The Median is asymptotically Gaussian

The other day, I came across a really basic fact, which I should have known a long time ago: the empirical median is approximately distributed as a Gaussian in the large-data limit ! Let me share the proof with you: hopefully this will make me remember both the proof and the theorem in the future.

 

Let’s start by stating the theorem. Let X_i be 2n+1 IID random variables, and let \hat{m} be their empirical median (note that since we have an odd number of datapoints, the empirical is straightforward to find: just order the X_i and find the value at index n+1 in the ordered list). The theorem states that, in the limit of a large dataset n \rightarrow \infty, the empirical median has a Gaussian distribution. Even better: we can know exactly what kind of random variable it is: it corresponds to a Beta distribution with parameters (\alpha = n+1, \beta = n+1) deformed by the inverse of the CDF of the X_i:

\displaystyle \widehat{m} = F^{-1} ( \beta )

 

In order to prove this result, let’s first focus on the case in which the X_i are uniform random variables.
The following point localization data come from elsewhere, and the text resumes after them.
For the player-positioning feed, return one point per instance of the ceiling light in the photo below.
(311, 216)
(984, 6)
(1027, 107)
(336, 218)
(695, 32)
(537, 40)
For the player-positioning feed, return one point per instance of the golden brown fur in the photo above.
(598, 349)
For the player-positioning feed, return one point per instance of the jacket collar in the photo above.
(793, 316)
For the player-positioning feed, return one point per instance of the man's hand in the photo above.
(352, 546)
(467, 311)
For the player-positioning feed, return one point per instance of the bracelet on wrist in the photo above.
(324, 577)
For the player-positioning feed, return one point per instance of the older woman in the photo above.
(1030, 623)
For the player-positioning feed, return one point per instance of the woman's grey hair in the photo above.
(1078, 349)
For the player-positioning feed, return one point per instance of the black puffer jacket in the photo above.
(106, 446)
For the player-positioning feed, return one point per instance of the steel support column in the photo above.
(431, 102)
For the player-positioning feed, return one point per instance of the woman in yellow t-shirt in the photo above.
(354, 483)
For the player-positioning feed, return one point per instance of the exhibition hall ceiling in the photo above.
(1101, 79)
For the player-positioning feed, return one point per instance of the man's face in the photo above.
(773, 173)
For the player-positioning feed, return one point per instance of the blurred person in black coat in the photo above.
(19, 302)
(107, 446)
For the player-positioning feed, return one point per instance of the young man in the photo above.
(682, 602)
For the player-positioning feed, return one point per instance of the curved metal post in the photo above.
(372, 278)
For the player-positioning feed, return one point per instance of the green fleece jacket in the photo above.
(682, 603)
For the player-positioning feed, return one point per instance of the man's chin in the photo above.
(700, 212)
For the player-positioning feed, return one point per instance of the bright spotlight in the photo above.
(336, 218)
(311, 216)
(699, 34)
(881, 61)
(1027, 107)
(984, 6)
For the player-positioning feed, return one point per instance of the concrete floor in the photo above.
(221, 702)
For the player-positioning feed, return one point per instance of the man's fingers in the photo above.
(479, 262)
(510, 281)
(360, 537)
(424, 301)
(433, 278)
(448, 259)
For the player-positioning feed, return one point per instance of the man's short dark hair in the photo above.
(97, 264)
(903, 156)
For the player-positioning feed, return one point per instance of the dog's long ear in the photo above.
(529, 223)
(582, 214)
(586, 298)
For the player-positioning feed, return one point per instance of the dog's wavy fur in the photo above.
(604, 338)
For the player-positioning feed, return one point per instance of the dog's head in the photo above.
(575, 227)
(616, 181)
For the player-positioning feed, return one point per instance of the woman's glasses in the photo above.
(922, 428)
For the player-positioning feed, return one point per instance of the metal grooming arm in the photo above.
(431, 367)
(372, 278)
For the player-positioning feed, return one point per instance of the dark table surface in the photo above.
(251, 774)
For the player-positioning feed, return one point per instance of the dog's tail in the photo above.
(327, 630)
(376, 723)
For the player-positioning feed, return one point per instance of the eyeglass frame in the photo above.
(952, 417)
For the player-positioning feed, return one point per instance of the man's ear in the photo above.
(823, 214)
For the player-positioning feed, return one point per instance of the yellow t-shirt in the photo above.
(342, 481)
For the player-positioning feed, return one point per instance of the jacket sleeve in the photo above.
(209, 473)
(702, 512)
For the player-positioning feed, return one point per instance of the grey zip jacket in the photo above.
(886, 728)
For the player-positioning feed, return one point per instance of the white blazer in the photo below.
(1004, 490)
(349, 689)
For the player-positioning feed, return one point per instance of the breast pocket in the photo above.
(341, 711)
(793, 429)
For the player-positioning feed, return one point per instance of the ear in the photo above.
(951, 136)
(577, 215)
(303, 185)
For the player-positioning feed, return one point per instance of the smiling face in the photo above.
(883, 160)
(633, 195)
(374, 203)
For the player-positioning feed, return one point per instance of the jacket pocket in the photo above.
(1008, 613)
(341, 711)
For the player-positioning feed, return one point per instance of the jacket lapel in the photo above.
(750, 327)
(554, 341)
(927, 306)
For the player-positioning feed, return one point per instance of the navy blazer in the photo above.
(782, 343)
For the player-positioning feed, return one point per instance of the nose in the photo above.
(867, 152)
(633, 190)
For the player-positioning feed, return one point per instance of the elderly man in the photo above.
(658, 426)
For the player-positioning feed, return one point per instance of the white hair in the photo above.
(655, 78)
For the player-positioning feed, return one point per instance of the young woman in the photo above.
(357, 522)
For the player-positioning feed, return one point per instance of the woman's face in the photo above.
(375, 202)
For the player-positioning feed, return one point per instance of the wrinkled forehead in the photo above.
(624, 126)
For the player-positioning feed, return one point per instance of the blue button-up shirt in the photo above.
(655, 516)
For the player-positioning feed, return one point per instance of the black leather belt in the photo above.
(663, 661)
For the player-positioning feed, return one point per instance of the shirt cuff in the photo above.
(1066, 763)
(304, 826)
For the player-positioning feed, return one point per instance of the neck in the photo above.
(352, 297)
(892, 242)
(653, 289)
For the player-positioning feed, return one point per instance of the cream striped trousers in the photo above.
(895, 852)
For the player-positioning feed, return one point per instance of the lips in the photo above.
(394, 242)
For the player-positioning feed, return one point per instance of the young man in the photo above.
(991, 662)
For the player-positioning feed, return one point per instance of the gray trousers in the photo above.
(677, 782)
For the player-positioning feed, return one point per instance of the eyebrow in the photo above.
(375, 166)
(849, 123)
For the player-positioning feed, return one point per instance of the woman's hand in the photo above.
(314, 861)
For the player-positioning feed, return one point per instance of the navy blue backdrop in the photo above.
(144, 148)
Let’s compute the probability P(\widehat{m} = x). We have 2n+1 possibilities for the index of the median. Thus, we can focus on the case in which X_1 is the median:

\displaystyle p(\widehat{m} = x) = p(\widehat{m} = X_1 = x)

We then need to worry about the other indexes. n points need to be above x and n need to below. This gives \binom{2n}{n} possible repartitions. We can once more focus on a single possibility: X_2 \dots X_{n+1} are below x and X_{n+2} \dots X_{2n+1} are above.

\displaystyle p(\widehat{m} = x) = (2n+1)\binom{2n}{n} p(\widehat{m} = X_1 = x \text{ AND } X_2 \dots X_{n+1} < x \text{ AND } X_{n+2} \dots X_{2n+1} > x)

Finally, all the X_i are IID independent random variables. The probability above is thus straightforward to compute:

\displaystyle p(\widehat{m} = x) =(2n+1)\binom{2n}{n}  p(X_1 = x) \prod_{i=2}^{n+1} p(X_i < x) \prod_{j=n+2}^{2n+1} p(X_j>x)

\displaystyle p(\widehat{m} = x) =(2n+1) \binom{2n}{n}  (1-x)^n x^n

\displaystyle p(\widehat{m} = x) = \frac{(2n+1)!}{n! n!}  (1-x)^n x^n

which we recognize as a beta distribution with parameters (\alpha = n+1, \beta = n+1).

 

Ok. Now we know what happens for uniform distributions. How can we extend that result to the general case? In order to do so, we have to remember that any random variable can be constructed from a uniform distribution using the inverse of its CDF. Thus, we can construct the X_i as:

\displaystyle X_i = F^{-1}(U_i)

Furthermore, the function F^{-1} is monotonous. Thus, the median of the X_i is the image of the median of U_i. Since the median of the U_i has a Beta distribution, this means that the median of the X_i has a deformed Beta distribution:

\displaystyle \hat{m} = F^{-1} ( \beta )

 

You might notice that we haven’t talked about Gaussians yet, but we’re almost there. Beta distributions become Gaussian with variance tending to 0 in the limit \alpha \rightarrow \infty, \beta \rightarrow \infty while the ratio \alpha / \beta stays constant. This is what happens here when n \rightarrow \infty. We have thus proved that in the uniform case, the median becomes Gaussian. Furthermore, because the variance of the Beta also goes to 0 as n grows, the non-linear function F^{-1} becomes close to linear and the median becomes close to Gaussian.

 

Note that this property holds in general for all empirical quantiles of IID datapoints. Would you be able to prove it? You just have to slightly modify the steps which I have presented here.